Contraception Research Branch (CRB), the NICHD supports multiple centers of research and technical service core facilities. The centers are interactively organized to allow research on discovering and/or developing promising new leads for regulation of fertility, as well as additional relevant projects. Individual projects focus on basic, preclinical, or clinical research, or on a combination of these areas. The CDRCP also serves as a national resource for supporting the career development of young scientists who elect to pursue research in fertility regulation.
Each Center addresses three or more projects devoted to basic or clinical research on new contraceptives. These projects rely on a variety of approaches, such as:
- Novel ALDH1A2 inhibitors for male contraception
- Nesterone and estradiol-based vaginal ring for contraception and brain health benefits
- Analysis of paracrine regulation of oocyte development by cumulus cells and mechanism of factors regulating follicular rupture
- Control of oocyte maturation (PDE and WEE2)

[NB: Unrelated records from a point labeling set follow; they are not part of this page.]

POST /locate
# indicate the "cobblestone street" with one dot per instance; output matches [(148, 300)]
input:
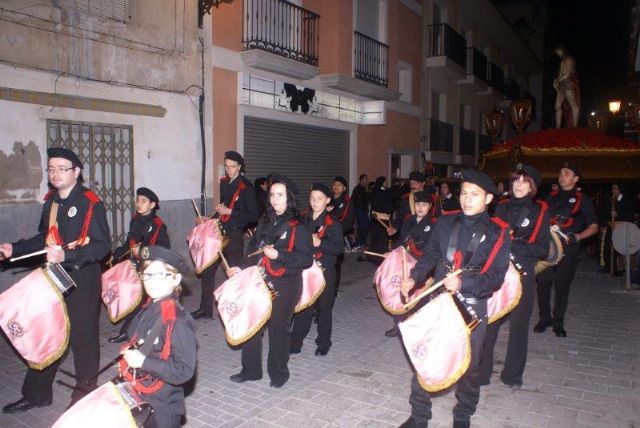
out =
[(591, 378)]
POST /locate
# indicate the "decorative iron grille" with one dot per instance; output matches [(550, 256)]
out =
[(106, 152)]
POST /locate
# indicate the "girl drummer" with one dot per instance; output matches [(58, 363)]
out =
[(287, 250), (529, 230), (165, 333)]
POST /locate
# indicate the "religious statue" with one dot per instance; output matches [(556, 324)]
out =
[(567, 86)]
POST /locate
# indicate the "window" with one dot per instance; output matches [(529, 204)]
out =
[(118, 10)]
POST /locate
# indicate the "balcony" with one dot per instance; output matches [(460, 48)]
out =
[(280, 37), (467, 142), (447, 49), (512, 89), (476, 69), (370, 71)]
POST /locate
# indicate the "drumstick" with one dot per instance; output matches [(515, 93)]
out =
[(431, 289), (195, 207), (371, 253)]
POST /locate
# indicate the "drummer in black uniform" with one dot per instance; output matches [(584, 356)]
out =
[(573, 212), (328, 244), (145, 228), (237, 210), (479, 245), (287, 250), (529, 231), (74, 230), (166, 338)]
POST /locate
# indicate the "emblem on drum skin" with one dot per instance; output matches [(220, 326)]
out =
[(15, 329), (231, 309), (419, 351), (144, 253), (110, 295), (396, 281)]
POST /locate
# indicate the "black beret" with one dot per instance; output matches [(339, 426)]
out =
[(417, 176), (276, 178), (236, 157), (61, 152), (322, 188), (149, 194), (423, 196), (531, 172), (573, 167), (479, 178), (340, 180), (157, 252)]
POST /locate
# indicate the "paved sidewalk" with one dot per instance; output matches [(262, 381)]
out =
[(591, 378)]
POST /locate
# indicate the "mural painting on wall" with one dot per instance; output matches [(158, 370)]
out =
[(20, 173)]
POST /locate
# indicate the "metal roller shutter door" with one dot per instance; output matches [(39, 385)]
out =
[(303, 153)]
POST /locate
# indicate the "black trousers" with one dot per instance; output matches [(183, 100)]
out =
[(83, 307), (323, 307), (467, 387), (233, 253), (560, 277), (517, 345), (289, 291)]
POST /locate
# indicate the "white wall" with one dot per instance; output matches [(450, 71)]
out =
[(167, 150)]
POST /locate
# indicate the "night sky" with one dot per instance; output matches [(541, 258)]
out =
[(596, 33)]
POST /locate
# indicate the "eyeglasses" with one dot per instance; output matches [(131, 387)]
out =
[(58, 170), (146, 276)]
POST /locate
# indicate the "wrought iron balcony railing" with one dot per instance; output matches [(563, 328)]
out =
[(467, 142), (282, 28), (371, 62), (496, 77), (476, 64), (441, 136), (445, 41)]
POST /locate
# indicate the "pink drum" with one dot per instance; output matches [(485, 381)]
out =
[(205, 243), (122, 290), (114, 405), (34, 316), (388, 279), (312, 286), (244, 304), (507, 297), (437, 340)]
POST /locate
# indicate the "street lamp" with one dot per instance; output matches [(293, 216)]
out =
[(614, 106)]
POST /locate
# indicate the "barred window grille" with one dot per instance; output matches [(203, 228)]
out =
[(117, 10)]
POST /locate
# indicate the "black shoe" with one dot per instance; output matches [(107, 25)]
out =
[(201, 313), (277, 383), (541, 326), (392, 332), (22, 405), (412, 423), (559, 331), (321, 352), (119, 338), (242, 377)]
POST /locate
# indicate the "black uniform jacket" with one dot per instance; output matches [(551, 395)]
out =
[(180, 364), (484, 272), (571, 210), (343, 210), (414, 234), (528, 222), (144, 230), (292, 240), (240, 196), (329, 231), (72, 212)]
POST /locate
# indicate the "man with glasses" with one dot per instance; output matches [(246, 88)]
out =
[(74, 231)]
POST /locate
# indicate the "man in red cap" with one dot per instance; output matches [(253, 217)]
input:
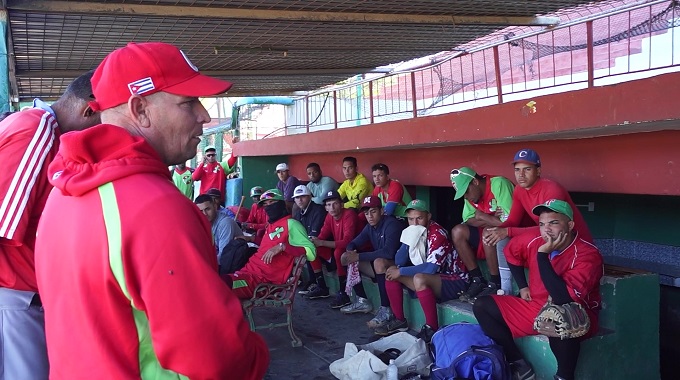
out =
[(137, 300), (29, 141)]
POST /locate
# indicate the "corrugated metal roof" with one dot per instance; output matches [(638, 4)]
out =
[(264, 46)]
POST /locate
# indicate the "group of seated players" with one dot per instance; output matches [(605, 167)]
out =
[(374, 229)]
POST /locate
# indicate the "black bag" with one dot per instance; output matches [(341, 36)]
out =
[(235, 255)]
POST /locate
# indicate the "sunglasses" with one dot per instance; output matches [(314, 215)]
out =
[(455, 173)]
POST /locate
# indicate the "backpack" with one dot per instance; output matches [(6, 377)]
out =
[(463, 351), (234, 256)]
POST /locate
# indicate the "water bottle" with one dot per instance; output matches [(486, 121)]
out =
[(392, 371)]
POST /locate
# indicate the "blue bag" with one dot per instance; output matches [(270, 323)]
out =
[(463, 351)]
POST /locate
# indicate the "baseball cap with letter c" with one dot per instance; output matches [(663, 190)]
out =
[(147, 68), (528, 156)]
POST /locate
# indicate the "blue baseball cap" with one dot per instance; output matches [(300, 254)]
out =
[(528, 156)]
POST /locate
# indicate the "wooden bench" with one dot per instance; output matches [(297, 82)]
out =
[(626, 346), (277, 295)]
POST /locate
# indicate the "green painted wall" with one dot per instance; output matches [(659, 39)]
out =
[(632, 217), (259, 171)]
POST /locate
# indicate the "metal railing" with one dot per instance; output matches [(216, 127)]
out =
[(613, 46)]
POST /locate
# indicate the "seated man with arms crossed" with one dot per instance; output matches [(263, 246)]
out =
[(532, 190), (224, 228), (284, 239), (319, 185), (355, 187), (311, 215), (390, 190), (339, 228), (257, 218), (382, 232), (440, 276), (487, 203), (562, 266)]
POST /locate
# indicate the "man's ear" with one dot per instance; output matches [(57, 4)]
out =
[(139, 110)]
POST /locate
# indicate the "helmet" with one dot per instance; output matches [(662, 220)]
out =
[(256, 191)]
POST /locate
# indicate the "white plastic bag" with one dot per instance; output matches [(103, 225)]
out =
[(362, 363)]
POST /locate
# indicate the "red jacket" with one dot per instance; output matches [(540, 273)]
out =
[(154, 299)]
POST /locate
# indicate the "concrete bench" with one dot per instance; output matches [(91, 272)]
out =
[(626, 346)]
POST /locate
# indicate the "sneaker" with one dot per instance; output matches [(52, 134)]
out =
[(392, 326), (490, 289), (521, 370), (316, 292), (426, 333), (383, 316), (477, 286), (341, 299), (361, 305), (304, 287)]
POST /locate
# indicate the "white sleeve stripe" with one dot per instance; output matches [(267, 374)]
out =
[(31, 163)]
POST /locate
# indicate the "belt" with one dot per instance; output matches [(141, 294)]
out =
[(35, 301)]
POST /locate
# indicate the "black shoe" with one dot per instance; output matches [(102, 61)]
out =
[(521, 370), (304, 287), (490, 290), (316, 292), (426, 333), (341, 299), (477, 286)]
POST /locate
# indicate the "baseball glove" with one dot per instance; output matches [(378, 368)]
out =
[(562, 321)]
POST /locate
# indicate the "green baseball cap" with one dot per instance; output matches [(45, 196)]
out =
[(460, 179), (271, 195), (417, 204), (554, 205)]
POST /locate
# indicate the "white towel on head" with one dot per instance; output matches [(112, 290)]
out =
[(416, 239)]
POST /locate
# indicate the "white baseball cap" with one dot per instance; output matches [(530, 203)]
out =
[(300, 191)]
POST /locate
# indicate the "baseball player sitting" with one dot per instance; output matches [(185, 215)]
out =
[(561, 298)]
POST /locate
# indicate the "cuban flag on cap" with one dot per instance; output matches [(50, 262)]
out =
[(141, 86)]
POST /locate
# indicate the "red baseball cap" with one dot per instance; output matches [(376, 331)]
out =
[(145, 69)]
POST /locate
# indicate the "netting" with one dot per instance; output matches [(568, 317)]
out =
[(633, 41)]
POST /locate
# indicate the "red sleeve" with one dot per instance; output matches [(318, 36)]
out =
[(198, 173), (516, 252), (26, 143), (395, 192), (196, 322), (517, 210), (327, 228), (231, 161)]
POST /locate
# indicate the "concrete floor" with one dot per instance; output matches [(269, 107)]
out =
[(323, 331)]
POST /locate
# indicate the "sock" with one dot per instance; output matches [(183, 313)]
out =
[(343, 283), (320, 280), (428, 302), (384, 300), (359, 290), (475, 273), (396, 296)]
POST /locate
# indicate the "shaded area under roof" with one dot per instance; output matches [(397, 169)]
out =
[(264, 46)]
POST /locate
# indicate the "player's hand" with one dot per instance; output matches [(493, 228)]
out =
[(349, 257), (392, 273), (491, 236), (271, 252), (551, 244), (525, 294)]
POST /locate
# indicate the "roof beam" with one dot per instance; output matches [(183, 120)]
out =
[(81, 7), (217, 73)]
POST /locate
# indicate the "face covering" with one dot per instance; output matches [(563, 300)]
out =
[(276, 211)]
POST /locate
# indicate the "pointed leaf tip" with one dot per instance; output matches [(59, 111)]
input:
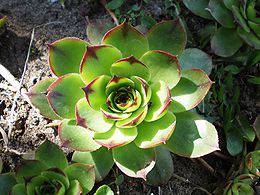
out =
[(127, 39)]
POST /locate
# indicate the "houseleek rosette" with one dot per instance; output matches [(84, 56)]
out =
[(126, 94), (239, 20), (49, 173)]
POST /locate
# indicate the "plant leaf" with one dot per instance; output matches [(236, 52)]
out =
[(91, 119), (7, 181), (56, 174), (225, 42), (75, 188), (169, 36), (163, 169), (234, 142), (198, 7), (163, 67), (97, 28), (3, 21), (95, 91), (130, 66), (127, 39), (221, 13), (256, 127), (102, 160), (249, 38), (134, 161), (60, 94), (116, 137), (159, 102), (104, 190), (29, 168), (37, 95), (196, 58), (254, 80), (65, 55), (143, 88), (190, 91), (151, 134), (135, 119), (115, 4), (97, 61), (18, 189), (51, 155), (83, 173), (193, 137), (76, 137)]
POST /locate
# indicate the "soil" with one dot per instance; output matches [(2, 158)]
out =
[(30, 129)]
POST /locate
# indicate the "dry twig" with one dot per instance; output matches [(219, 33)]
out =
[(18, 92), (187, 181), (112, 14)]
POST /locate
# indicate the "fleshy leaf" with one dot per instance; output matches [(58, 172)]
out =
[(169, 36), (116, 137), (159, 102), (97, 61), (95, 91), (76, 137), (130, 66), (57, 175), (3, 21), (134, 161), (198, 7), (222, 14), (51, 155), (225, 42), (118, 82), (91, 119), (127, 39), (83, 173), (163, 67), (96, 158), (234, 141), (151, 134), (135, 119), (193, 136), (18, 189), (97, 28), (37, 95), (249, 38), (64, 93), (29, 168), (163, 169), (252, 162), (75, 188), (104, 190), (240, 19), (196, 58), (144, 89), (113, 115), (190, 91), (7, 181), (65, 55), (230, 3)]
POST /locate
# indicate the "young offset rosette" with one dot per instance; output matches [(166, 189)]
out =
[(126, 94), (49, 173), (239, 22)]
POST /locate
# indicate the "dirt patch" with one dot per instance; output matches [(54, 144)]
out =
[(30, 129)]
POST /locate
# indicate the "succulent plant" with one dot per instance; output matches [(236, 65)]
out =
[(127, 94), (242, 184), (239, 22), (49, 173), (2, 23)]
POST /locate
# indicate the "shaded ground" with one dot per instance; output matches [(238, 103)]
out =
[(52, 22)]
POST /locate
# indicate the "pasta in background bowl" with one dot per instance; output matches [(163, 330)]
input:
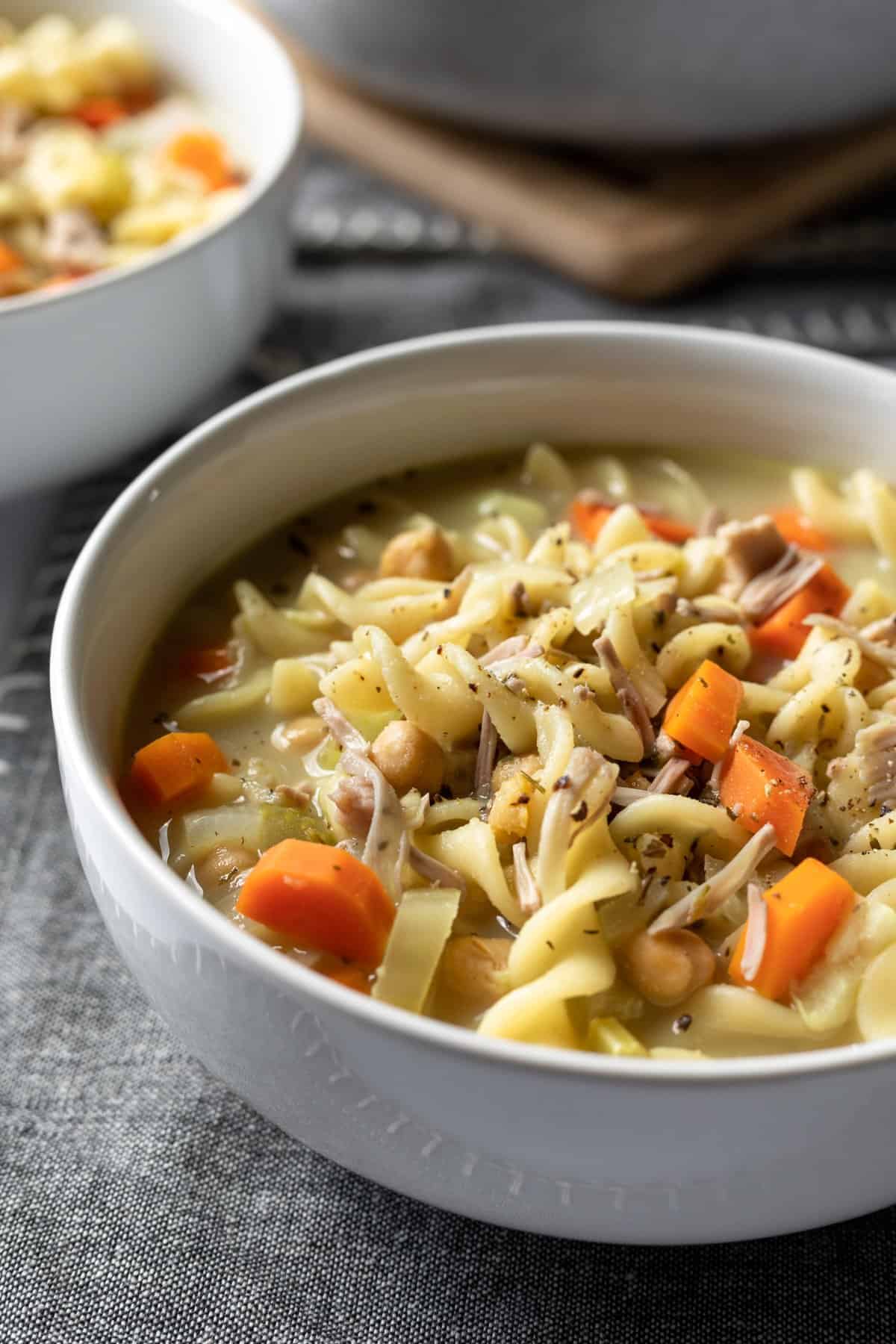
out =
[(101, 164), (96, 364), (576, 1142)]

- Methyl-19-Nortestosterone (MENTTM) for male contraception
- Retinaldehyde dehydrogenases as male contraceptives
- Male contraception by targeting germ cell adhesion with Adjudin
The Centers also address issues such as novel delivery methods for contraception, dual-use compounds (protect against sexually transmitted infections and pregnancy) for women, translational research aimed at product identification and optimization for male contraception, and non-hormonal methods of ovulation inhibition for contraception.
The Centers share common resources and research information throughout the five-year funding period. Within the Centers, emphasizing training opportunities is also a priority.